Knowledge ecosystems for impact, sustainability and impact communities of practice are blurred where scientific research, academia, public sector regulators, investors, think tanks and corporates collaborate in often non compartmentalised manner as the issue at hand of the transition is wicked and no linear SOPs exist.
Each of the stakeholders have their own incentive architecture but survival bias led to a just and purpose led transformation is a layered process. No clean contours will lead the cartographies of transition, h-index hegemony will lead to open access science and hopefully consultants will embrace the critical thinking of academics and academics the cost pragmatic approach of the private sector.
ESG is essentially a layer of non financial risk data to aid better understanding of investments and will not save the world itself unless linked to the larger purpose of a meaningful transition.
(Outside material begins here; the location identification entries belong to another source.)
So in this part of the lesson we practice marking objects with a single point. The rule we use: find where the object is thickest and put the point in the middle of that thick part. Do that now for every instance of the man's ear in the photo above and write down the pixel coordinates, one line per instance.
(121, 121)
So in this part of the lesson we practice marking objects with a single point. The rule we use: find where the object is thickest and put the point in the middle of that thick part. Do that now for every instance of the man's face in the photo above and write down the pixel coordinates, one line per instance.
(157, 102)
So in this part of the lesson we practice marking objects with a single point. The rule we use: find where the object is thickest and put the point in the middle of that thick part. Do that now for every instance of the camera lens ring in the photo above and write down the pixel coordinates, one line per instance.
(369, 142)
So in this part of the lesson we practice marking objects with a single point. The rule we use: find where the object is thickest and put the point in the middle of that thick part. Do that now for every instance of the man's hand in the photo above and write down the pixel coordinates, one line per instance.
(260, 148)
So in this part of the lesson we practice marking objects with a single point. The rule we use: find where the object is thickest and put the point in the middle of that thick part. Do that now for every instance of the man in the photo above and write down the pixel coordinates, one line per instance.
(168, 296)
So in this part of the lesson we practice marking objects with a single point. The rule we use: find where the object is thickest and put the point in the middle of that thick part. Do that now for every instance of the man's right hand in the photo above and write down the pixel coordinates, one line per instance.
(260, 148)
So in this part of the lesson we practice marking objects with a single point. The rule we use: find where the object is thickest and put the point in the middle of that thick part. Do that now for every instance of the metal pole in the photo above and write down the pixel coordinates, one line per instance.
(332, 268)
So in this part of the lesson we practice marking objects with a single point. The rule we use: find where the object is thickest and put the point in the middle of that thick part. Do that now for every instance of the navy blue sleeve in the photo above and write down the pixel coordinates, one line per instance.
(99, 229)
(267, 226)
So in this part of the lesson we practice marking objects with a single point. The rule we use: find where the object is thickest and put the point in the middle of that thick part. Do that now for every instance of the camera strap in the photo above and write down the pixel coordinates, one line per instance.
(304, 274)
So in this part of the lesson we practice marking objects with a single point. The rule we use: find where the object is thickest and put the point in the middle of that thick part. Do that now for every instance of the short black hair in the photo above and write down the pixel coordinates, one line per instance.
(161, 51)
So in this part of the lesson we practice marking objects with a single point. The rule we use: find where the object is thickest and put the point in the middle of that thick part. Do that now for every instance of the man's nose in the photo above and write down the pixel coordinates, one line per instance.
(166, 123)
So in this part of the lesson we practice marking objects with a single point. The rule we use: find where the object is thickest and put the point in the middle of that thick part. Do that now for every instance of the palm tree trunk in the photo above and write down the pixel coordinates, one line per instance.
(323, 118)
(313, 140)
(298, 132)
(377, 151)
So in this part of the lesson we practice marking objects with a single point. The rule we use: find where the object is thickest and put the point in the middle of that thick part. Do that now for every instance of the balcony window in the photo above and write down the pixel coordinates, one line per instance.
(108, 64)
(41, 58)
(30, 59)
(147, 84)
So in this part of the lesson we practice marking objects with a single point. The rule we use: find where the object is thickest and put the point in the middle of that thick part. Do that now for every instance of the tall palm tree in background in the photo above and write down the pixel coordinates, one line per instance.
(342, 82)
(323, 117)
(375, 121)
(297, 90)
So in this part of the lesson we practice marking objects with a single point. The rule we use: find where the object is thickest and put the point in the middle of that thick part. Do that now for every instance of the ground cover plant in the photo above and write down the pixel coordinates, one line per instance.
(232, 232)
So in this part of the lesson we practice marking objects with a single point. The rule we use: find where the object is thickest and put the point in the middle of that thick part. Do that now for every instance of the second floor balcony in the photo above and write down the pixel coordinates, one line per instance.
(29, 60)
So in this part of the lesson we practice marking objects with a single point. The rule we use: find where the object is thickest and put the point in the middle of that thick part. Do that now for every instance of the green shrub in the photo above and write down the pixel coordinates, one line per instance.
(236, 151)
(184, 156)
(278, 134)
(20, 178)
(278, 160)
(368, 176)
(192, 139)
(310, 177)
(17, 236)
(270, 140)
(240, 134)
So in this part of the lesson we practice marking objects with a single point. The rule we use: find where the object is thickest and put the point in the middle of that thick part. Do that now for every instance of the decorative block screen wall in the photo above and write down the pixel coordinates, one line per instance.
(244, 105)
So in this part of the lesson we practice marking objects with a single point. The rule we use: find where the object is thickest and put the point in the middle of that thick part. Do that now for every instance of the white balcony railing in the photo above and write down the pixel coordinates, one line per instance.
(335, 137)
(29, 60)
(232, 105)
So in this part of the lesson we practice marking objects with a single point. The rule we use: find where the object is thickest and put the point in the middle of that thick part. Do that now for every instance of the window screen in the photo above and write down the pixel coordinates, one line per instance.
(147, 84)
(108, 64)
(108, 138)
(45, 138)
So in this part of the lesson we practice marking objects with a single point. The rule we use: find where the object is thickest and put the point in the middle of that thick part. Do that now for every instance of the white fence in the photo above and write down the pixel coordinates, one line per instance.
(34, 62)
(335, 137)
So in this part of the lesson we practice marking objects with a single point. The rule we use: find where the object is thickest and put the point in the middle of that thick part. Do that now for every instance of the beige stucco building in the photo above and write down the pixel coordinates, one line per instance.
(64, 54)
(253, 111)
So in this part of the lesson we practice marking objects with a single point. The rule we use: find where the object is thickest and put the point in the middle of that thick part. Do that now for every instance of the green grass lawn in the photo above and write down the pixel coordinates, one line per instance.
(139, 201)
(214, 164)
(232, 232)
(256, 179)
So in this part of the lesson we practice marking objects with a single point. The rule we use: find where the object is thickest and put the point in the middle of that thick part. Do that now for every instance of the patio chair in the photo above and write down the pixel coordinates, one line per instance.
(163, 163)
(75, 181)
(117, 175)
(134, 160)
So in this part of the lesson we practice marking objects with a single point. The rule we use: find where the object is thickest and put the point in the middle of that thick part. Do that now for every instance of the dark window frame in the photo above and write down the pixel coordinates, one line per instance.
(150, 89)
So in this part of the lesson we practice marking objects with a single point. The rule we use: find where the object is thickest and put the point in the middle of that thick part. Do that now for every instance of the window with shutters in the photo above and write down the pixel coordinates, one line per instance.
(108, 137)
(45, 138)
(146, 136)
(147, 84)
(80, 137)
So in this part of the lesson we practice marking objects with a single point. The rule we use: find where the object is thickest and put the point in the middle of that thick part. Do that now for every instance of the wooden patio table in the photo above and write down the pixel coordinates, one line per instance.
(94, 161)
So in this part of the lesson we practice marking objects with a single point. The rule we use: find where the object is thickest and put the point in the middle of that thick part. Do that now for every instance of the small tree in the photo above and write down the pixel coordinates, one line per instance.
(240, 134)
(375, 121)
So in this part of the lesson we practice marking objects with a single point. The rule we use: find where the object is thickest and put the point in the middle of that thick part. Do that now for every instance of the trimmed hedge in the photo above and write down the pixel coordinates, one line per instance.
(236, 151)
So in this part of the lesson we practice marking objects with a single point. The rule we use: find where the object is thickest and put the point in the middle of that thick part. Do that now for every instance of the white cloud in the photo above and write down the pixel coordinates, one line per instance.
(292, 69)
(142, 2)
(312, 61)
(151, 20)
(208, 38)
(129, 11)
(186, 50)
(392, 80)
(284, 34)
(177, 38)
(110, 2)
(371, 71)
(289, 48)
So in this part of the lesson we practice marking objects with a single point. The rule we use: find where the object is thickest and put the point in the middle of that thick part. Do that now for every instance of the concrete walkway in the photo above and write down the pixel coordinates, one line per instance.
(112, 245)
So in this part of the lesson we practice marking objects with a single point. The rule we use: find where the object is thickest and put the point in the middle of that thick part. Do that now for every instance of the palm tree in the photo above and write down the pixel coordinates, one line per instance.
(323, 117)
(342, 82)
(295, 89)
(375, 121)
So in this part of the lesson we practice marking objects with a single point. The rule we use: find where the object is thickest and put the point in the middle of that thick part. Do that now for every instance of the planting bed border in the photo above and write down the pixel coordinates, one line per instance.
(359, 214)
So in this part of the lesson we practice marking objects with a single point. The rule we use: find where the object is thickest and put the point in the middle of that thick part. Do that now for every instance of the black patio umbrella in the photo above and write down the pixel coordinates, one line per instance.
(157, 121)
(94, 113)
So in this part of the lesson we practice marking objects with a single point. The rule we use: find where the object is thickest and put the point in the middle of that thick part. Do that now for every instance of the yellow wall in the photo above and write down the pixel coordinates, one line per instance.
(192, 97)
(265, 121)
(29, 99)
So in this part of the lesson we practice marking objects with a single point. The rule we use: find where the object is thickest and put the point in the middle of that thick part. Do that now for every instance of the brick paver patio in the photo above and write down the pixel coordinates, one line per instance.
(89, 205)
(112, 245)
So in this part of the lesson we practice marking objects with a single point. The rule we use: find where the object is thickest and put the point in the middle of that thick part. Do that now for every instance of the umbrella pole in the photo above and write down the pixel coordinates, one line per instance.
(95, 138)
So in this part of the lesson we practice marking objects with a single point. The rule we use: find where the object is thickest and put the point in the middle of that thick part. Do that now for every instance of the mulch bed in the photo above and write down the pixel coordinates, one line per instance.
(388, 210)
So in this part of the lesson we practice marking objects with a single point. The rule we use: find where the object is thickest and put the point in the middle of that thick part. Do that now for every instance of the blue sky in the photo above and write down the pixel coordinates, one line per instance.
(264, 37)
The next explosive asset class for the investor tribe are transition linked businesses and financing the transition needs a new Marshall Plan of a new scale. As the leading climate finance leader in a Bloomberg Zero Podcast (Avinash Persaud) said that climate change is a finance problem, I would go a step further, the transition is not a multiple PE opportunity yet. It is not a retail business yet, such as digital which took a quarter of a century, cheap phones and even cheaper data to transform culture.
ESG is seeping into regulatory culture and business as usual which is a welcome change. Paying customers particularly the elites need to think of the transition as a must need product, then the cultural shift will occur and an opportunity to be attractive to the retail investor.